CausalBench: A Comprehensive Benchmark for Causal Learning Capability of LLMs
Yu Zhou, Xingyu Wu, Beicheng Huang, Jibin Wu, Liang Feng, Kay Chen Tan
TL;DR
CausalBench presents a thorough, multi-faceted benchmark to quantify causal learning in LLMs across datasets (2–109 nodes), tasks (correlation, skeleton, causality, and CoT-analogous reasoning), and prompts (including training data and background knowledge).
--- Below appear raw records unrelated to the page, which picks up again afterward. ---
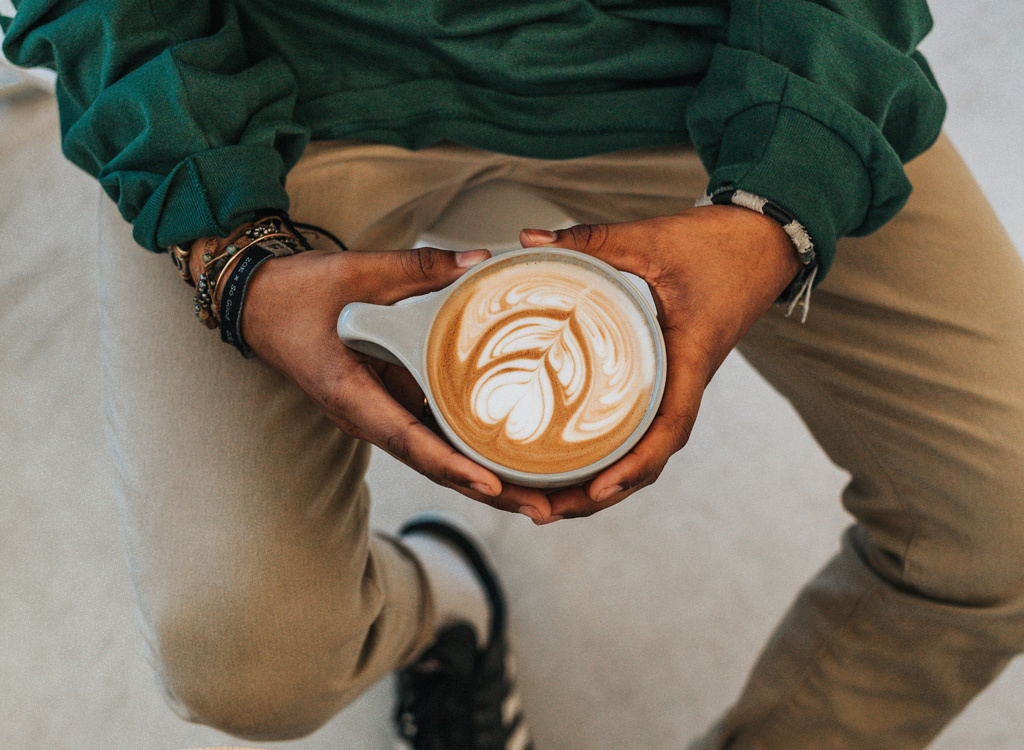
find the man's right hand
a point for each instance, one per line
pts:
(290, 321)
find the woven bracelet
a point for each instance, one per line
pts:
(799, 290)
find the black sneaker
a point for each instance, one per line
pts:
(456, 696)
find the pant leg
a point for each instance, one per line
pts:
(264, 603)
(908, 372)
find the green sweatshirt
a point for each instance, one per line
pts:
(192, 112)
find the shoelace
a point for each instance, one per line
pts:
(451, 702)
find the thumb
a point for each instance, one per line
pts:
(399, 274)
(617, 245)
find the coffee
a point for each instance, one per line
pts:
(543, 364)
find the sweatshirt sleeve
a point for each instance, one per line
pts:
(186, 126)
(816, 107)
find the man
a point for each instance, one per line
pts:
(192, 115)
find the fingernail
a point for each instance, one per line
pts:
(549, 519)
(530, 513)
(607, 492)
(469, 258)
(540, 237)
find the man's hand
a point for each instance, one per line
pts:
(290, 322)
(713, 272)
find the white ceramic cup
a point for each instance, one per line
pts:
(398, 333)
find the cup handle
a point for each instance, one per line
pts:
(393, 333)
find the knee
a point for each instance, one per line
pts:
(263, 675)
(972, 557)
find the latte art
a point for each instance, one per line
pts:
(542, 366)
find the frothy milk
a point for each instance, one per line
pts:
(542, 366)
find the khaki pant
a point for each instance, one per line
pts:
(266, 606)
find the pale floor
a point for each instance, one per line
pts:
(634, 628)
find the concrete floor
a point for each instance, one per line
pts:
(736, 524)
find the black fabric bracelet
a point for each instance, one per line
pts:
(799, 290)
(232, 298)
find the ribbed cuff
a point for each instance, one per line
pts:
(212, 193)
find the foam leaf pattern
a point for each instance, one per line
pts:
(565, 361)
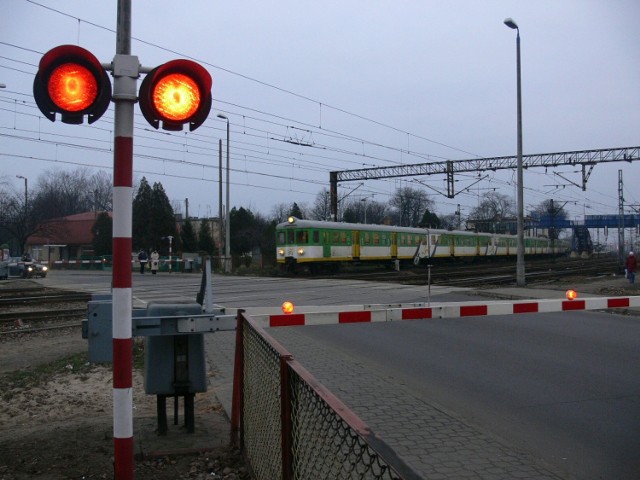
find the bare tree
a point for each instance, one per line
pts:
(494, 206)
(409, 205)
(321, 209)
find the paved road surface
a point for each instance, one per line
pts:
(532, 396)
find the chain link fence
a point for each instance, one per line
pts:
(291, 427)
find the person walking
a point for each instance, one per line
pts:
(631, 265)
(155, 261)
(142, 258)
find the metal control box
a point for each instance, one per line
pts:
(174, 364)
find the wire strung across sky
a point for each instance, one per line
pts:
(312, 156)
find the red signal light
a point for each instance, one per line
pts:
(71, 81)
(176, 93)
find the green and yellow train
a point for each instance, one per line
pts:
(316, 243)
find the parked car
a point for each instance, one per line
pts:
(26, 268)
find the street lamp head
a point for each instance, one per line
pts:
(509, 22)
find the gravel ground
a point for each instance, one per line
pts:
(56, 420)
(56, 416)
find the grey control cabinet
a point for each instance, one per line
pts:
(174, 364)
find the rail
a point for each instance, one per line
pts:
(291, 427)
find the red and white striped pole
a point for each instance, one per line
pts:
(125, 72)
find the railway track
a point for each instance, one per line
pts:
(35, 309)
(487, 274)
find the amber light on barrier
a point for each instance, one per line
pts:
(177, 97)
(287, 307)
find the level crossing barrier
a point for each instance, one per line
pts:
(419, 311)
(290, 426)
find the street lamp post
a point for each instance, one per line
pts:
(26, 198)
(227, 243)
(520, 275)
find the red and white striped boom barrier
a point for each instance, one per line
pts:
(421, 311)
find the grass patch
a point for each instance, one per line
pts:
(77, 364)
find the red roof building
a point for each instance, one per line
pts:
(66, 238)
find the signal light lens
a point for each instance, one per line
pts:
(176, 93)
(177, 97)
(72, 87)
(287, 308)
(71, 82)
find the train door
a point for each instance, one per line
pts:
(326, 244)
(355, 244)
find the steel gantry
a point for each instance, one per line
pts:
(587, 159)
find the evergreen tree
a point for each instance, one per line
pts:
(205, 239)
(188, 237)
(142, 217)
(153, 219)
(163, 221)
(429, 220)
(102, 231)
(296, 211)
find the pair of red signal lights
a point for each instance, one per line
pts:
(72, 82)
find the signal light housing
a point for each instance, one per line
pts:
(287, 308)
(72, 82)
(176, 93)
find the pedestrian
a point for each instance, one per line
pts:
(155, 261)
(142, 258)
(631, 264)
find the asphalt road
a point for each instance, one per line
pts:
(563, 387)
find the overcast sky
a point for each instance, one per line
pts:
(359, 83)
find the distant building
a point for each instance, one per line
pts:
(65, 238)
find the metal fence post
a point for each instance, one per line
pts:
(286, 420)
(237, 402)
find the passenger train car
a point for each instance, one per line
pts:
(316, 243)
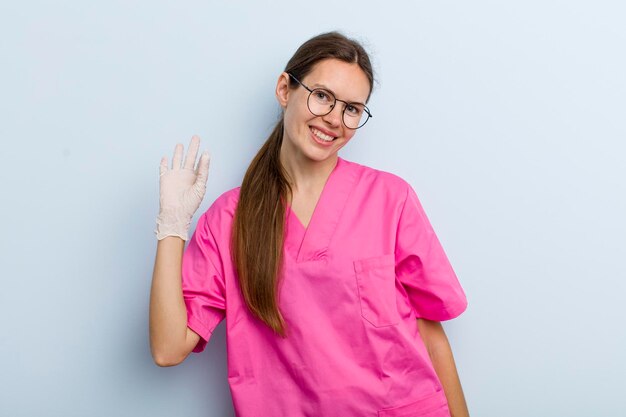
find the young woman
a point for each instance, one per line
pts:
(330, 277)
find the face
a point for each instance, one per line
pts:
(305, 133)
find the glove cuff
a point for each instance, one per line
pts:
(173, 222)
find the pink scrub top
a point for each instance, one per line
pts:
(353, 283)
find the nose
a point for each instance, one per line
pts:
(334, 117)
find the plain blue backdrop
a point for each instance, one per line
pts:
(508, 118)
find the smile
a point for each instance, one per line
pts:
(322, 136)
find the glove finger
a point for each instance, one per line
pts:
(163, 166)
(192, 152)
(203, 168)
(178, 156)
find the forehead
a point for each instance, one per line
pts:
(346, 80)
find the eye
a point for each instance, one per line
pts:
(322, 96)
(354, 110)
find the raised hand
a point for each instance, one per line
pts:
(181, 190)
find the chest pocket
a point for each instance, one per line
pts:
(375, 281)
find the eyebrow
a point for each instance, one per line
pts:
(326, 88)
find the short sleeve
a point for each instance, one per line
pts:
(423, 267)
(202, 283)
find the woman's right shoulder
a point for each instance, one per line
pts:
(222, 210)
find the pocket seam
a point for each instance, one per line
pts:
(361, 268)
(428, 404)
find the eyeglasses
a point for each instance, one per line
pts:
(321, 102)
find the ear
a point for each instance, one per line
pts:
(282, 89)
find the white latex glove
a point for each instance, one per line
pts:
(181, 190)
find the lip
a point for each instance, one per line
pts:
(324, 131)
(319, 141)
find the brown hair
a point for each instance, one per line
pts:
(258, 226)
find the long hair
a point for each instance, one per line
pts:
(258, 226)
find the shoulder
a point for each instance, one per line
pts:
(221, 212)
(374, 179)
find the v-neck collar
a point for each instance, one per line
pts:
(311, 243)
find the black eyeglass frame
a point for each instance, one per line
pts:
(347, 103)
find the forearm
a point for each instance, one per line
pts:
(168, 315)
(442, 359)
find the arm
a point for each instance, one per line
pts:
(171, 340)
(440, 354)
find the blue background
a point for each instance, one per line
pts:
(508, 118)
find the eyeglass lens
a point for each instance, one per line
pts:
(321, 102)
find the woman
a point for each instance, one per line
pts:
(328, 273)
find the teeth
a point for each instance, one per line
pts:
(321, 135)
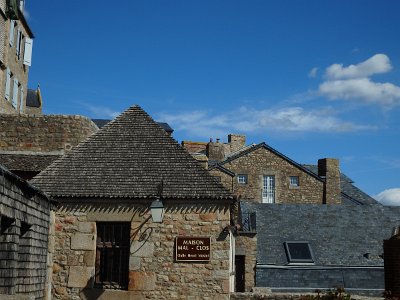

Across 19 LLMs, closed-source models outperform open-source ones but still lag behind traditional causal-learning methods, especially on larger networks, with chain structures being easier to identify than colliders. The study reveals that LLMs benefit from long-text prompts and prior knowledge but rely primarily on semantic associations rather than distributional cues, and that CoT-style prompting substantially boosts causal reasoning in many cases. The work provides a practical framework for evaluating and guiding future improvements in LLM-based causal learning and suggests directions such as prompt enrichment, data-integration strategies, and targeted fine-tuning to handle larger, more complex causal graphs.
Abstract
The ability to understand causality significantly impacts the competence of large language models (LLMs) in output explanation and counterfactual reasoning, as causality reveals the underlying data distribution. However, the lack of a comprehensive benchmark currently limits the evaluation of LLMs' causal learning capabilities. To fill this gap, this paper develops CausalBench based on data from the causal research community, enabling comparative evaluations of LLMs against traditional causal learning algorithms. To provide a comprehensive investigation, we offer three tasks of varying difficulties, including correlation, causal skeleton, and causality identification. Evaluations of 19 leading LLMs reveal that, while closed-source LLMs show potential for simple causal relationships, they significantly lag behind traditional algorithms on larger-scale networks ($>50$ nodes). Specifically, LLMs struggle with collider structures but excel at chain structures, especially at long-chain causality analogous to Chains-of-Thought techniques. This supports the current prompt approaches while suggesting directions to enhance LLMs' causal reasoning capability. Furthermore, CausalBench incorporates background knowledge and training data into prompts to thoroughly unlock LLMs' text-comprehension ability during evaluation, whose findings indicate that, LLM understand causality through semantic associations with distinct entities, rather than directly from contextual information or numerical distributions.